This post was sent in to us from a former California resident/ current New Jersey resident who sees the value in California’s lax marijuana laws. We just had to share:
When I left California and returned to my home state of New Jersey to pursue nursing school over a year ago, I kept hearing something repeatedly within the local medical cannabis movement, referring to a small subculture that most of us found annoying anyway, the dreaded “Stoner Stereotype”. Everyone kept saying, “California is The Wild West!” and “We don’t want to end up like California.”
As someone who spent three years working in a reputable dispensary run by a licensed Pharmacist, I must now ask, “Why not?”
Why don’t we want to be like California? Don’t we want to save multiple lives, make it easier for patients to have access to medication that is non-toxic and safe, and prevent those patients from being arrested? All while creating legitimate jobs and generating millions in tax revenue. Because, I can assure you, that is exactly what is happening in California.
Yes, annoying ads exist in some of the local papers perpetuating the “stoner stereotype”. But try to remember, cannabis is not plutonium.
Yet, irrational fears that people who “are not really sick” will have access to cannabis, have butchered the implementation of the laws in New Jersey to the point where not one patient here has received medical cannabis legally, even though it was voted into law over a year ago.
This fear reminds me of an incident at the California dispensary where I worked. A young man who appeared very healthy came into the dispensary. He had cleared the check-in process at the front desk, which meant he was a legal patient under California State Law. He was about 25-years-old, 5’11, Caucasian, and wearing a baseball hat. He was neither underweight nor overweight, walked with a normal gait, and spoke clearly. I couldn’t help judging. By the looks of him, he did not seem sick to me. However, in the State of California, that is up to the physician to decide. The same as it is in any local pharmacy such as Walgreen’s or CVS; it is the pharmacist’s job to dispense the medicine properly, not to make diagnoses.
The young man began to engage in some small talk with me. I don’t even remember what he said initially that led him to “...and that’s when I was diagnosed with cancer”. I was startled. He looked so healthy. He removed his baseball hat to reveal a totally bald head.
A large lump protruded from it surrounded by Frankenstein-like stitches. “This is where the first chemotherapy port is”, he stated, pointing to the lump. He lifted up his shirt to reveal yet another lump on his chest where another chemotherapy port had been implanted.

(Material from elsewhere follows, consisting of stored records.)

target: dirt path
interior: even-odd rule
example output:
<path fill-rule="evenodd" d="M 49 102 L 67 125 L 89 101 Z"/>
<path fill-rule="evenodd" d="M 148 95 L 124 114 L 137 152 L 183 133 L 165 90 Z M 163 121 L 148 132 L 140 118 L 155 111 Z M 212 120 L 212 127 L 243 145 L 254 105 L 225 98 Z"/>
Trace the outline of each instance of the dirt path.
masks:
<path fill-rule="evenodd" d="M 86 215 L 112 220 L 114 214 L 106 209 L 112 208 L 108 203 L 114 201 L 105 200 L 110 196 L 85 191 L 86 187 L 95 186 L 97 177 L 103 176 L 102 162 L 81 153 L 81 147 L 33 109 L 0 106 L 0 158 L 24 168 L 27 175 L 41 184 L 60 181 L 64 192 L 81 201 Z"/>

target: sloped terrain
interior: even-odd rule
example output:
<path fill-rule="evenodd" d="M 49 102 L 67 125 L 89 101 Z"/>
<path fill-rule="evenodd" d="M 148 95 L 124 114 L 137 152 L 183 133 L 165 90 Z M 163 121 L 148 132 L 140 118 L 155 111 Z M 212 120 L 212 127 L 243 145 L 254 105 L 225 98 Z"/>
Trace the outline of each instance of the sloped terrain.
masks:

I realized that the fact that this young man had cancer and was in the process undergoing chemotherapy, and yet appeared so healthy, was a testament as to just how well the cannabis (and the California State
Laws) worked! This was not an isolated incident.

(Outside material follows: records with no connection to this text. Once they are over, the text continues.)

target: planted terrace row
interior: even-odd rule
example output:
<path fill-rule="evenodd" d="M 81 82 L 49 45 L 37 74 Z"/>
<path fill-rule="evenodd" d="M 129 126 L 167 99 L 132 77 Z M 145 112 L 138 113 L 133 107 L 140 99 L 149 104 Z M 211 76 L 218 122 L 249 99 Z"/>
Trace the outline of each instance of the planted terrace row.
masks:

Deciding who should have access to medical cannabis should be between the physician and the patient. Yes, in California, a lot of people use “insomnia” as a diagnosis to obtain cannabis. So what? Consider the federally legal prescription alternatives: Ambien and Xanax.
Benzodiazepine dependence and withdrawals are a serious and life-threatening health issue. The worst side effects for a medical cannabis user are the munchies and an obsession with Bob Marley.
The only thing we did find “wild” or “rogue” in California was the behavior of the DEA on January 17, 2007 when they raided nearly a dozen dispensaries, descending from helicopters in full combat year, breaking down doors and pointing semi-automatic weapons at the heads of cancer and MS patients. No, they weren’t just busting “illegitimate operations”. They destroyed legitimate treatment facilities who were in the process of serving patients.
While those of us who worked with legitimate patients also found those who were perpetuating the “stoner” image to be annoying, and at worst “bad for the image of the medical cannabis movement”, the danger in it really did stop there. It is the lesser of two evils to make it easier for people to obtain medical cannabis in order to ensure those who need it are obtaining in a safe atmosphere. Especially when one takes into consideration that drugs far more dangerous and addictive, such as Oxycontin or Valium, are not nearly as strictly regulated.
Making sure patients have safe access to medicine under the care and supervision of a licensed physician far outweighs the risks of one so-called “stoner” accessing cannabis and eating too much pizza in his tie-dye. Medical Cannabis patients are as tired of being compared to stoners as much as New Jersey residents are tired of being compared to those on “The Jersey Shore”.
There isn’t an excuse good enough to continue to treat patients like criminals, which the New Jersey Department of Health and Senior Services’ regulations are doing.
I’d rather we were more “like California”.